Pour la première fois depuis 1905, un projet de loi accumule une série de contraintes et d'obligations, et oublie, je l'espère par inadvertance, l'esprit libéral du rédacteur de la loi de 1905 qu'Aristide Briand résumait par cette phrase, reprise d'ailleurs par le Président du Sénat : « La loi doit protéger la foi aussi longtemps que la foi ne prétendra pas dire la loi. » J'aimerais insister sur la première partie de cette phrase, parce que la foi protestante comme la foi juive n'ont jamais prétendu dicter la loi dans ce pays. La loi doit protéger la foi et garantir la liberté de culte, j'insiste. Alors que l'objectif est de rendre attrayante la loi de 1905, le texte la bride, renforce la surveillance et les contrôles, et finalement c'est la liberté même du culte qui est touchée. C'est la première fois en tant que président de la Fédération protestante de France que je me trouve dans cette situation : avoir à défendre la liberté de culte. Je n'aurais jamais imaginé que, dans mon propre pays, celle-ci puisse être menacée. D'autres pays environnants et les chrétiens de ces pays s'étonnent et s'inquiètent. Pourquoi les protestants et les juifs sont-ils visés à ce point dans ce projet de loi, alors qu'ils vivent dans le respect des principes de la République depuis 115 ans ? Pourquoi revenir en arrière sur certains points, ajouter des mesures sur d'autres, pourquoi enfin empêcher la gestion des biens par exemple, au risque créer une différence de traitement entre les associations relevant de la loi de 1901 et celles relevant de la loi de 1905, comme si l'on soupçonnait les cultes d'enrichissement alors qu'il ne s'agit que de la capacité à les exercer ?

Je veux faire appel aussi à l'intelligence collective, car nous devons éviter de stigmatiser telle ou telle religion, et en particulier l'Islam. J'ai l'impression, lorsque j'entends certains critiquer les évangéliques, sans d'ailleurs vraiment les connaître, qu'ils le font uniquement pour ne pas être accusés d'islamophobie. Toutefois, le problème n'est ni les évangéliques ni les musulmans, mais bien notre capacité à nous doter d'une loi qui convienne. Or la loi de 1905 nous convient ! On ne devrait l'amender que pour l'améliorer ou la rendre plus accueillante, au service de l'intérêt général.

Il faut lutter contre le projet politique du radicalisme islamique, mais ne nous trompons pas de cible ni de moyens. Nous avons formulé des propositions.

Quant à la promesse républicaine, elle reste évidemment inaccomplie, comme toutes les promesses, mais elle n'en demeure pas moins formidable : offrir à chacun la liberté d'expression et la liberté de culte. Je veux la rappeler à ceux qui voudraient confondre laïcité et neutralisation religieuse de la société.
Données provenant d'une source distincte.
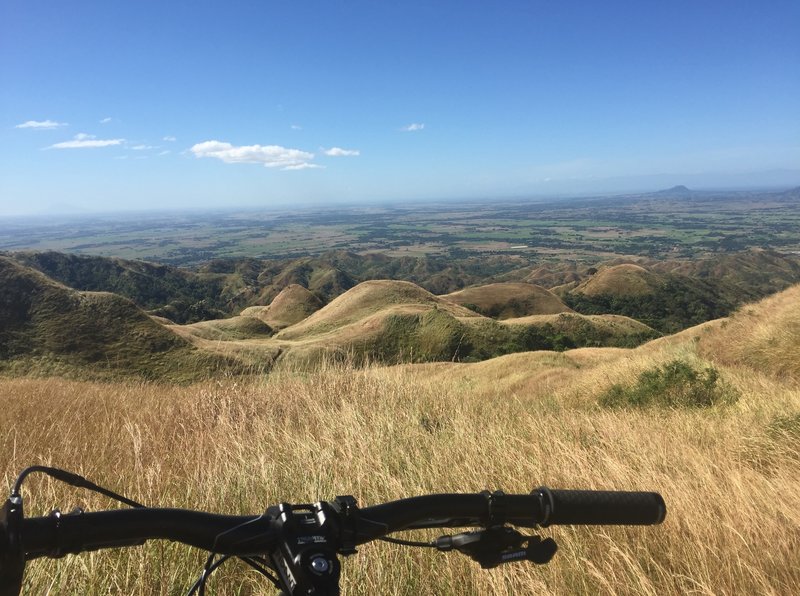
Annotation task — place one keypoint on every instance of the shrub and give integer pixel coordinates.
(674, 385)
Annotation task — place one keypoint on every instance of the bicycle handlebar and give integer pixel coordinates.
(303, 542)
(59, 534)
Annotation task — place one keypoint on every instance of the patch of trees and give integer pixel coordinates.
(676, 305)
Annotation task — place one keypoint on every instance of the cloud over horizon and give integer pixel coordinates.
(41, 124)
(270, 156)
(86, 141)
(339, 152)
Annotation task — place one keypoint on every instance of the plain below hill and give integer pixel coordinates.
(509, 300)
(48, 328)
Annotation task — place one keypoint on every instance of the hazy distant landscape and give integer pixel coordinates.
(674, 223)
(273, 252)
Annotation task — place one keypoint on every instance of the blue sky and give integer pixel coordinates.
(180, 104)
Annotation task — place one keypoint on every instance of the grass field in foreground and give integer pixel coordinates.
(730, 474)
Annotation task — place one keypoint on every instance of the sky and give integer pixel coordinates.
(111, 105)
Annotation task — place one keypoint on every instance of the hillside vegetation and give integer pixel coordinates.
(508, 300)
(729, 469)
(706, 287)
(47, 328)
(665, 301)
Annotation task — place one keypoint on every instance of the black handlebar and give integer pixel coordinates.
(300, 540)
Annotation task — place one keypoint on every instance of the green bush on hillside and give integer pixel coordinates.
(674, 385)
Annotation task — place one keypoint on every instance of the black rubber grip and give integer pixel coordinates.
(603, 507)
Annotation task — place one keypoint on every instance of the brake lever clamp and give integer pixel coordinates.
(499, 544)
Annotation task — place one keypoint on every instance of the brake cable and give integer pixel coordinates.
(79, 481)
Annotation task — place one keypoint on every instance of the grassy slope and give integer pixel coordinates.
(509, 300)
(730, 475)
(294, 304)
(47, 328)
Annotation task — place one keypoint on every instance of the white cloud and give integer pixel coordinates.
(339, 152)
(84, 141)
(270, 156)
(304, 166)
(41, 124)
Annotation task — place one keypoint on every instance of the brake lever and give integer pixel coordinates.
(12, 556)
(499, 544)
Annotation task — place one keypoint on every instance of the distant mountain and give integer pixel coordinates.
(675, 190)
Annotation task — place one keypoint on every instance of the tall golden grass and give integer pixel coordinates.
(730, 480)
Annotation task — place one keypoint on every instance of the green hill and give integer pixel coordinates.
(508, 300)
(48, 328)
(666, 302)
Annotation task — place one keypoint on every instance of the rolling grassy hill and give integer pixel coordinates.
(48, 328)
(294, 304)
(729, 471)
(667, 302)
(508, 300)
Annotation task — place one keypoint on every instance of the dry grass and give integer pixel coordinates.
(763, 336)
(732, 484)
(510, 300)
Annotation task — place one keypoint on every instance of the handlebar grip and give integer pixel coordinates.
(603, 507)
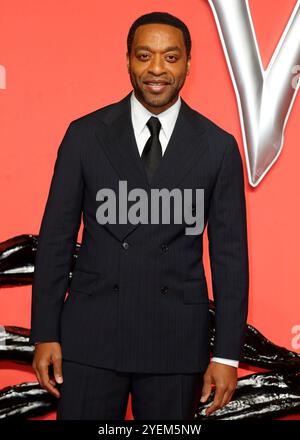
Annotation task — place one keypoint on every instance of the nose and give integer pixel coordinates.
(157, 65)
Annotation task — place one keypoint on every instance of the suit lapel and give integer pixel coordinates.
(116, 136)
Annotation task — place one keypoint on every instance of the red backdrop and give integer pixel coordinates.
(63, 59)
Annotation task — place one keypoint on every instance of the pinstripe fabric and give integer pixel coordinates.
(138, 299)
(93, 393)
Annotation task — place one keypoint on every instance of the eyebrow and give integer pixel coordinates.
(167, 49)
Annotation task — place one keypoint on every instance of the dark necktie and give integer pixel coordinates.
(152, 152)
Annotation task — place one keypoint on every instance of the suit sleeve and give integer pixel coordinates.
(228, 249)
(57, 240)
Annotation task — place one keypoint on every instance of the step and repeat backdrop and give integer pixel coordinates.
(62, 59)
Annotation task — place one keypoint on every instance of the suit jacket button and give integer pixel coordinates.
(164, 247)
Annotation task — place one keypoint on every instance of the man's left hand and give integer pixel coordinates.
(224, 377)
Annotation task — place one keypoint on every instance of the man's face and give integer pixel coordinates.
(157, 65)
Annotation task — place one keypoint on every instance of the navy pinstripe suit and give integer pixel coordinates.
(138, 299)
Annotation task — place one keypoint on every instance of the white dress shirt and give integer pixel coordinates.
(139, 117)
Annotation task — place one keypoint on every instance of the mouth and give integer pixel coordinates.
(156, 86)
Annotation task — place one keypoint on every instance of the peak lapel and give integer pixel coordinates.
(116, 136)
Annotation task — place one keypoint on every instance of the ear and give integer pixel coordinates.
(188, 65)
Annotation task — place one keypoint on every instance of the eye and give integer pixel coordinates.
(173, 58)
(143, 56)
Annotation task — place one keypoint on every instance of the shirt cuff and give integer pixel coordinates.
(231, 362)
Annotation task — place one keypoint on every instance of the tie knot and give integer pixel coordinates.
(154, 125)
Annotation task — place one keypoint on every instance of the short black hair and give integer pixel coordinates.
(164, 18)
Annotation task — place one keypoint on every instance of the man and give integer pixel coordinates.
(137, 318)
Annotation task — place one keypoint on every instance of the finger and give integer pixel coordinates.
(219, 394)
(206, 389)
(227, 397)
(57, 368)
(43, 369)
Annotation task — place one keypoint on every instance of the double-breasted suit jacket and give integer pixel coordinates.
(138, 297)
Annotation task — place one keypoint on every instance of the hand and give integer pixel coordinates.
(45, 354)
(224, 377)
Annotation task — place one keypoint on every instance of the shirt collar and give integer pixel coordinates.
(141, 114)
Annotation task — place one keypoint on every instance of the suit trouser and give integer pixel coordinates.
(89, 392)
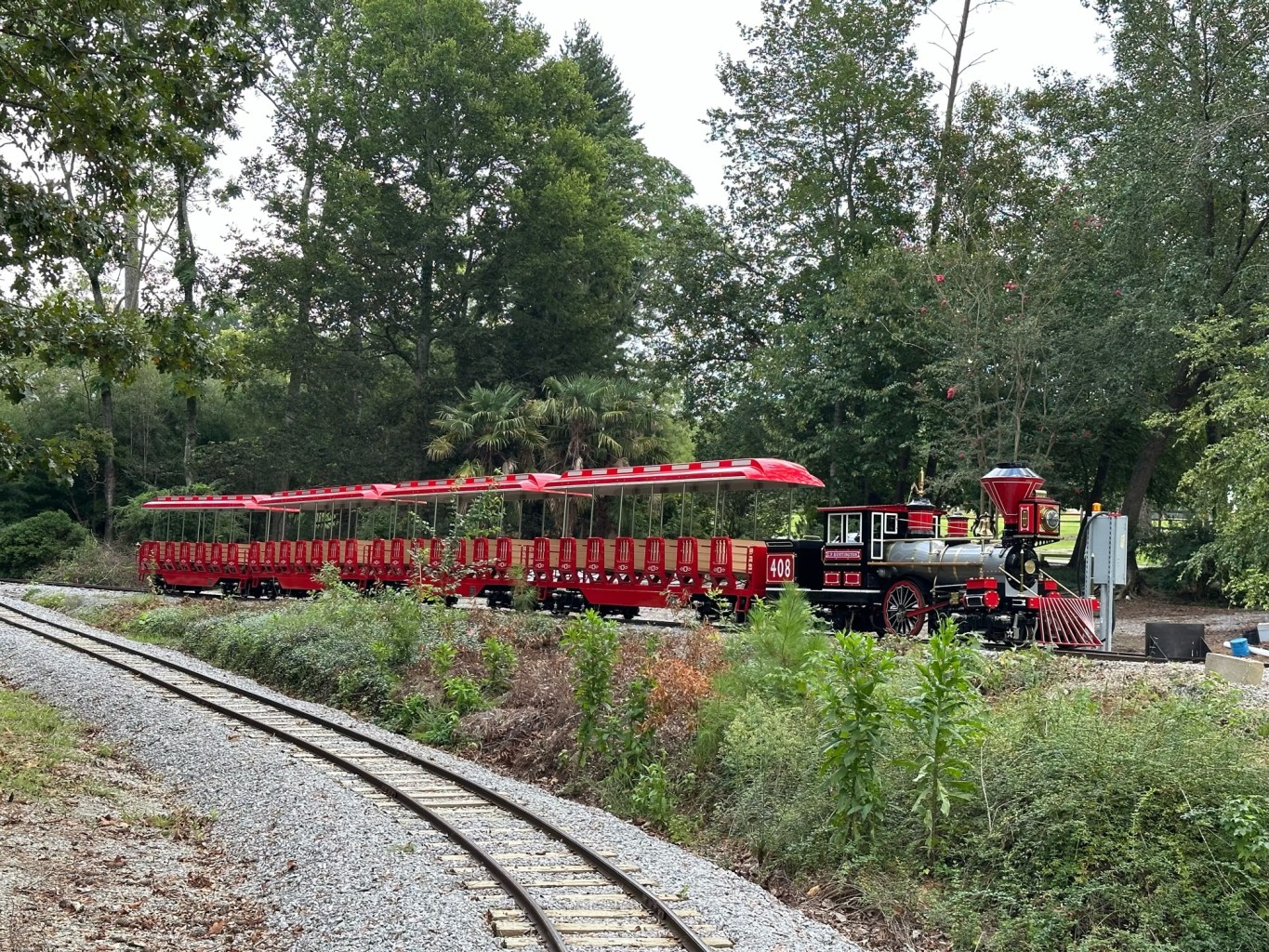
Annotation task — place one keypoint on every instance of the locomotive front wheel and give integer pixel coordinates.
(904, 608)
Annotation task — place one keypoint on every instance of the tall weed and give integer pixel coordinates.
(855, 709)
(946, 720)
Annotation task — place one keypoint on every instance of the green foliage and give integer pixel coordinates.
(774, 799)
(442, 657)
(1116, 822)
(1227, 489)
(777, 641)
(340, 648)
(32, 544)
(655, 798)
(852, 698)
(767, 659)
(419, 718)
(590, 642)
(94, 562)
(627, 735)
(462, 694)
(499, 660)
(945, 718)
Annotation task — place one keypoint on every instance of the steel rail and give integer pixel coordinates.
(664, 916)
(1091, 653)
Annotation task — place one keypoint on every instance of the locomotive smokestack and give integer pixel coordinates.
(1008, 485)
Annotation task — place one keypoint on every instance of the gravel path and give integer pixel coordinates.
(337, 871)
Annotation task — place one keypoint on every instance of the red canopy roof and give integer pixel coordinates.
(509, 483)
(195, 503)
(674, 478)
(319, 497)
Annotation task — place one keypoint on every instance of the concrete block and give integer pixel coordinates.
(1236, 670)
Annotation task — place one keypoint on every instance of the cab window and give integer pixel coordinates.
(844, 528)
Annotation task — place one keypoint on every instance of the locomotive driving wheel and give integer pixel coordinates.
(904, 607)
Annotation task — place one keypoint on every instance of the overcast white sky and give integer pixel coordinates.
(668, 52)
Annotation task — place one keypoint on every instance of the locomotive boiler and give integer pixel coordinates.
(889, 567)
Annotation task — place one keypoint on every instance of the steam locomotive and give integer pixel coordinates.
(886, 567)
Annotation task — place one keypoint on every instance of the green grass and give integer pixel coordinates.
(34, 740)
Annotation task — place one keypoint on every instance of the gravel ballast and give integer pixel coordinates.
(337, 871)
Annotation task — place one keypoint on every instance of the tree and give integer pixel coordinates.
(496, 428)
(1229, 487)
(825, 139)
(824, 150)
(1172, 157)
(113, 99)
(465, 236)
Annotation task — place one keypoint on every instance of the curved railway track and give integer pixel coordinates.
(570, 896)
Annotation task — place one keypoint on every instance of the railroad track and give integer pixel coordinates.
(1097, 654)
(566, 895)
(1091, 653)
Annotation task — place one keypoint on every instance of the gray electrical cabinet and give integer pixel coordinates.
(1105, 565)
(1106, 551)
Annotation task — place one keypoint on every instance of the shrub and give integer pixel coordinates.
(462, 694)
(442, 657)
(765, 659)
(499, 660)
(1108, 823)
(340, 646)
(93, 562)
(590, 642)
(773, 799)
(945, 715)
(32, 544)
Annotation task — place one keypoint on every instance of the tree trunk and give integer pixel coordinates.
(187, 264)
(108, 478)
(132, 267)
(1091, 496)
(941, 170)
(1134, 496)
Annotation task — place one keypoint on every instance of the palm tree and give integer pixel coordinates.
(496, 430)
(585, 417)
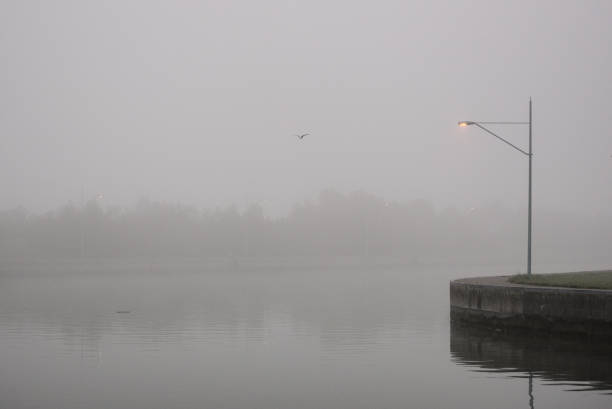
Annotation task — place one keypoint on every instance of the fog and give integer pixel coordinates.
(335, 229)
(198, 103)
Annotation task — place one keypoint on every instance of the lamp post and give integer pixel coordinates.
(529, 154)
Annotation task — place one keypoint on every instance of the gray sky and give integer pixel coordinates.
(197, 102)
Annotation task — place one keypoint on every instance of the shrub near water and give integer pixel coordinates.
(583, 279)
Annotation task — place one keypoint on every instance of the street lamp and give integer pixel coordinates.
(529, 154)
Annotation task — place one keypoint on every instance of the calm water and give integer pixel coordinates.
(168, 337)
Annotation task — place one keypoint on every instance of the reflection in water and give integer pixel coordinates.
(576, 364)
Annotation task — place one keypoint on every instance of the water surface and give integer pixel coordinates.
(182, 336)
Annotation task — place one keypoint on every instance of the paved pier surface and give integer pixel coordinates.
(495, 302)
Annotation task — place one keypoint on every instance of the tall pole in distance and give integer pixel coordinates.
(529, 215)
(526, 153)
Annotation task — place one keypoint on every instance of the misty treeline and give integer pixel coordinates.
(336, 224)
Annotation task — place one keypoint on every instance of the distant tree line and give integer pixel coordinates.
(336, 224)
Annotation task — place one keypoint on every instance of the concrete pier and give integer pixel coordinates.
(495, 302)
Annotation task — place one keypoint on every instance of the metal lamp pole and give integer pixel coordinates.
(529, 154)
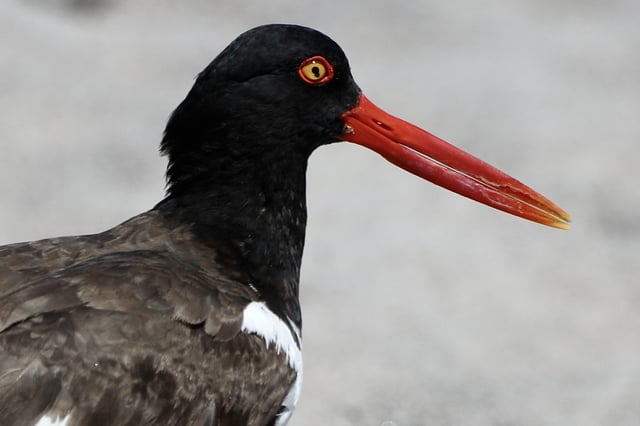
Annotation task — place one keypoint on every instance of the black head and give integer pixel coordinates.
(251, 105)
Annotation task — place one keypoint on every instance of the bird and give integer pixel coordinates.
(188, 313)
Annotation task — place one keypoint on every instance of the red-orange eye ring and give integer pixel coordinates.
(315, 70)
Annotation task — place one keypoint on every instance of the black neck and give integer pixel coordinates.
(252, 211)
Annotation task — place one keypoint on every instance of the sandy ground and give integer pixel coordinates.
(420, 307)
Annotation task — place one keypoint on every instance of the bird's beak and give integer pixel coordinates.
(437, 161)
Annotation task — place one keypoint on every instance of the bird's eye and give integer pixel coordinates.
(315, 70)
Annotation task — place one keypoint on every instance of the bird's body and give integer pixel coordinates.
(189, 313)
(136, 325)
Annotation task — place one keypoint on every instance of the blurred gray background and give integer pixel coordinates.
(420, 307)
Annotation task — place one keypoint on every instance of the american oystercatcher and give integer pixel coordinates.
(188, 314)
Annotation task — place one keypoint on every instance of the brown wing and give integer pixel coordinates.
(132, 326)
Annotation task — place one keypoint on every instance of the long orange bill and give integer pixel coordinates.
(439, 162)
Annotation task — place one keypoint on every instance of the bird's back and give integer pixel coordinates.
(136, 325)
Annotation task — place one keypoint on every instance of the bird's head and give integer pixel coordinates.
(279, 91)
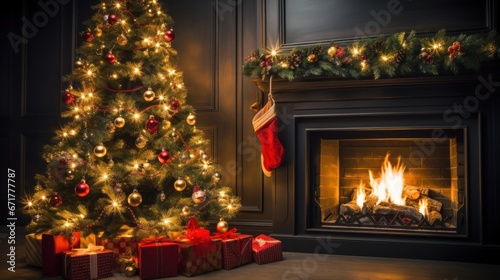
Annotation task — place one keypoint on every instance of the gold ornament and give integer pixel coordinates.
(119, 122)
(149, 95)
(180, 185)
(130, 271)
(100, 150)
(134, 199)
(191, 119)
(332, 51)
(222, 226)
(122, 40)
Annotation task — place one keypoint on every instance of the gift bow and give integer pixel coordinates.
(226, 235)
(261, 242)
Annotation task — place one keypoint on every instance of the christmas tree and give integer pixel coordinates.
(128, 152)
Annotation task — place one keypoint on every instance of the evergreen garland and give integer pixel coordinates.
(397, 55)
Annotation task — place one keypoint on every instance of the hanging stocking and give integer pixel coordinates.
(265, 124)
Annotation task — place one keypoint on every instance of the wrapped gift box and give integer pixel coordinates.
(88, 263)
(120, 245)
(236, 251)
(266, 249)
(199, 258)
(52, 248)
(158, 258)
(33, 243)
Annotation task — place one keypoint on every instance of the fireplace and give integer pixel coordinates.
(436, 133)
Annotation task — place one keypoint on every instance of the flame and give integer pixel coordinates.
(360, 195)
(389, 187)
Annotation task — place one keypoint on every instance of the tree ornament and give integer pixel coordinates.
(186, 211)
(130, 271)
(55, 200)
(82, 189)
(135, 198)
(141, 142)
(112, 19)
(122, 40)
(68, 98)
(87, 36)
(100, 150)
(119, 122)
(164, 156)
(180, 185)
(110, 58)
(191, 119)
(175, 104)
(149, 95)
(222, 226)
(198, 195)
(169, 35)
(152, 124)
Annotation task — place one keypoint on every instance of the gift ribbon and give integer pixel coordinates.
(91, 251)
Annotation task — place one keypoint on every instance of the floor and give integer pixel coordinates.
(298, 266)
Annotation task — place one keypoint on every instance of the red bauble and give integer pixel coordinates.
(169, 35)
(112, 19)
(55, 200)
(82, 189)
(164, 156)
(152, 124)
(175, 104)
(88, 36)
(68, 98)
(110, 58)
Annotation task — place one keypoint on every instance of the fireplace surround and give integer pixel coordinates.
(365, 121)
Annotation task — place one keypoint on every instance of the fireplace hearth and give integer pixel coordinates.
(341, 137)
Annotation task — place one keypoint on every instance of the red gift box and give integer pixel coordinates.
(199, 258)
(236, 250)
(91, 263)
(158, 258)
(52, 248)
(266, 249)
(120, 245)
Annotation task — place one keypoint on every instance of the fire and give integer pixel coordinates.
(389, 187)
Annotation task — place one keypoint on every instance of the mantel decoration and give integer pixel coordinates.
(398, 55)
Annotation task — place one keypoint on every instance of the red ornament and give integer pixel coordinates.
(88, 36)
(55, 200)
(175, 104)
(152, 124)
(68, 98)
(82, 189)
(112, 19)
(169, 35)
(110, 58)
(164, 156)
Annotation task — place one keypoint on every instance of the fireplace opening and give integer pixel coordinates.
(403, 180)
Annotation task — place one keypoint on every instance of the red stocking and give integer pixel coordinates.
(265, 124)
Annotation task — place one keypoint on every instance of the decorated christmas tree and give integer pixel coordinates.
(129, 152)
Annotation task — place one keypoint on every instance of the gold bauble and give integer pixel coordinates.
(100, 150)
(222, 226)
(130, 271)
(119, 122)
(191, 119)
(134, 199)
(180, 185)
(332, 51)
(149, 95)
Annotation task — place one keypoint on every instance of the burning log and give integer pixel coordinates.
(393, 210)
(434, 216)
(350, 208)
(370, 202)
(432, 204)
(414, 192)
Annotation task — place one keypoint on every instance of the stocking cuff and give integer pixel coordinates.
(265, 115)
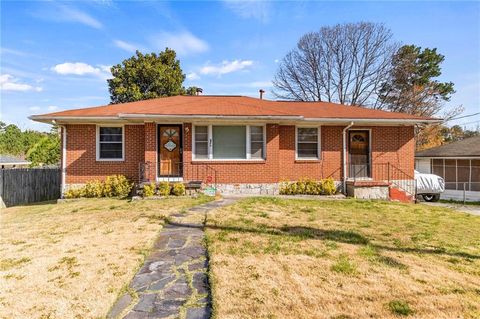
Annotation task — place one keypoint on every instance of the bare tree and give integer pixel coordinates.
(346, 63)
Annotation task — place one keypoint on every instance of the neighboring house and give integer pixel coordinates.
(459, 165)
(9, 161)
(238, 143)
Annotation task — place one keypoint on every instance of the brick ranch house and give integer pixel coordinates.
(240, 144)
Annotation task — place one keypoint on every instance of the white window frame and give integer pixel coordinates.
(319, 144)
(97, 143)
(247, 142)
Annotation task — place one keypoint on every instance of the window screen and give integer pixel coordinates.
(110, 143)
(229, 142)
(256, 142)
(201, 142)
(307, 142)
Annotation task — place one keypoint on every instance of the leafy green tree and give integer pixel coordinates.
(45, 152)
(412, 86)
(146, 76)
(11, 140)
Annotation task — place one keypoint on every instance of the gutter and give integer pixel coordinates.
(344, 158)
(130, 116)
(64, 158)
(225, 117)
(375, 121)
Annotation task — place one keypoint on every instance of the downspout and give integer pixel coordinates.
(64, 157)
(344, 157)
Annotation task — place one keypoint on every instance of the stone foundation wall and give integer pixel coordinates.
(249, 189)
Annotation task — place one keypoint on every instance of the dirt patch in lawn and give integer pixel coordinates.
(275, 258)
(71, 260)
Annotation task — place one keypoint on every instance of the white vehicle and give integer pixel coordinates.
(430, 186)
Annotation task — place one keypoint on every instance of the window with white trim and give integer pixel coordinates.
(110, 143)
(308, 143)
(201, 142)
(257, 143)
(229, 142)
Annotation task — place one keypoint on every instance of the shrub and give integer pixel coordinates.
(308, 187)
(74, 192)
(178, 189)
(163, 188)
(400, 307)
(94, 189)
(117, 186)
(149, 190)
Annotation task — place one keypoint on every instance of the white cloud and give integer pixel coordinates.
(80, 68)
(261, 84)
(226, 67)
(77, 68)
(255, 9)
(10, 83)
(75, 15)
(192, 76)
(129, 47)
(12, 51)
(184, 43)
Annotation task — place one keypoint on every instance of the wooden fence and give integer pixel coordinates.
(29, 185)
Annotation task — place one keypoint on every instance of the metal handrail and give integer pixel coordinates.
(194, 172)
(385, 172)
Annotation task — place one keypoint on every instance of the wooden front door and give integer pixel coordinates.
(170, 150)
(359, 153)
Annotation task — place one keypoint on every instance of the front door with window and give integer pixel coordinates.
(170, 150)
(359, 154)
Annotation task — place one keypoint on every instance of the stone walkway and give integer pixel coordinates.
(173, 282)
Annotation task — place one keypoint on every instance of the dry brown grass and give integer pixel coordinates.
(71, 260)
(274, 258)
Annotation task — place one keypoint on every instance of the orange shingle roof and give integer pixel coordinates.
(230, 106)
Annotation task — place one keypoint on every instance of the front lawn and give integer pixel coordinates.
(71, 260)
(278, 258)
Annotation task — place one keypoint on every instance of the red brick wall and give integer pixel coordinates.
(151, 149)
(389, 144)
(81, 154)
(236, 171)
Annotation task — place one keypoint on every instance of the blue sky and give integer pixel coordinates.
(56, 55)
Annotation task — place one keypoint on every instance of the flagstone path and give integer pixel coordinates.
(173, 281)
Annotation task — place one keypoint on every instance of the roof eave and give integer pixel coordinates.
(132, 117)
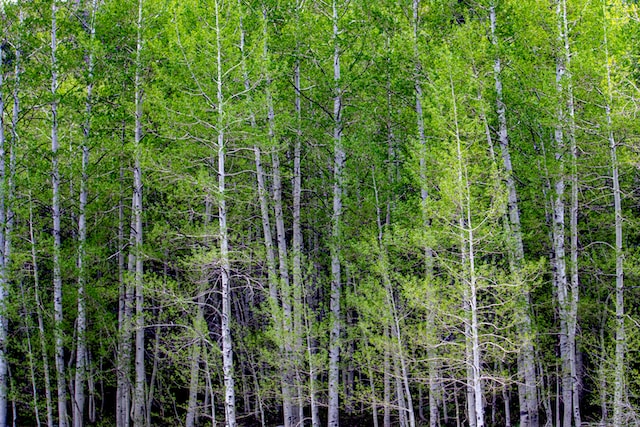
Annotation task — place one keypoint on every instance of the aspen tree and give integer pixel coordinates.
(336, 219)
(619, 394)
(55, 204)
(529, 411)
(81, 350)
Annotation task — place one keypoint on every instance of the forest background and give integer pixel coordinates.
(319, 212)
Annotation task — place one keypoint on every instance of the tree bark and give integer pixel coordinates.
(336, 219)
(619, 394)
(528, 411)
(81, 349)
(4, 292)
(139, 390)
(225, 267)
(467, 243)
(55, 183)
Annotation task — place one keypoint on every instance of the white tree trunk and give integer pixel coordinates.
(81, 350)
(41, 331)
(139, 390)
(4, 294)
(55, 181)
(619, 394)
(336, 218)
(528, 411)
(467, 244)
(225, 267)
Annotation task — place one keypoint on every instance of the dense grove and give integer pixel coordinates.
(304, 213)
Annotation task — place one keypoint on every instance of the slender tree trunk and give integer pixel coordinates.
(572, 318)
(4, 291)
(81, 350)
(528, 411)
(290, 417)
(338, 183)
(192, 406)
(386, 379)
(41, 331)
(123, 389)
(30, 357)
(55, 181)
(619, 394)
(139, 390)
(562, 289)
(227, 349)
(297, 243)
(474, 368)
(431, 352)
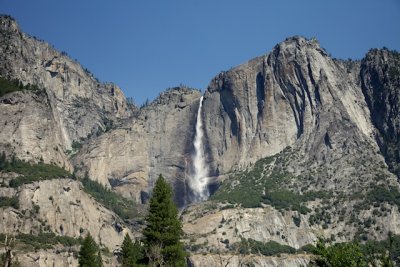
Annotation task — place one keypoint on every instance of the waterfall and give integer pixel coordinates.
(198, 181)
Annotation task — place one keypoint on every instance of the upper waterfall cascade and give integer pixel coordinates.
(199, 180)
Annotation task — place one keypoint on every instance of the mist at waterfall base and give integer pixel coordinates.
(198, 181)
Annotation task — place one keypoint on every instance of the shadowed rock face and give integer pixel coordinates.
(157, 140)
(75, 105)
(294, 93)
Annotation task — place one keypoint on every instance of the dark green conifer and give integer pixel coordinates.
(164, 230)
(89, 254)
(131, 252)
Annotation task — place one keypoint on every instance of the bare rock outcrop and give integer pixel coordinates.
(158, 140)
(296, 91)
(62, 207)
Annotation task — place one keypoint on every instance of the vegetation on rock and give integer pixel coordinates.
(163, 232)
(89, 254)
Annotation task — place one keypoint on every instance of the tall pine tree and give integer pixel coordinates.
(164, 230)
(131, 253)
(89, 254)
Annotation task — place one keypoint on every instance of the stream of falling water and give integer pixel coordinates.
(199, 180)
Les religions sont des ressources et nous avons la chance extraordinaire, dans ce pays, qu'elles s'entendent bien, qu'elles se côtoient, qu'elles soient fraternelles entre elles. Si vous vous connectez sur notre site, nous retransmettons ainsi les voeux de nouvelle année de Mgr Éric de Moulins-Beaufort pour la conférence des évêques de France, de M. Mohammed Moussaoui, président du Conseil français du culte musulman, de M. Haïm Korsia, grand rabbin de France, de M. Olivier Van, président de l'Union bouddhiste de France et de Mgr Emmanuel Adamakis, président de l'Assemblée des évêques orthodoxes de France.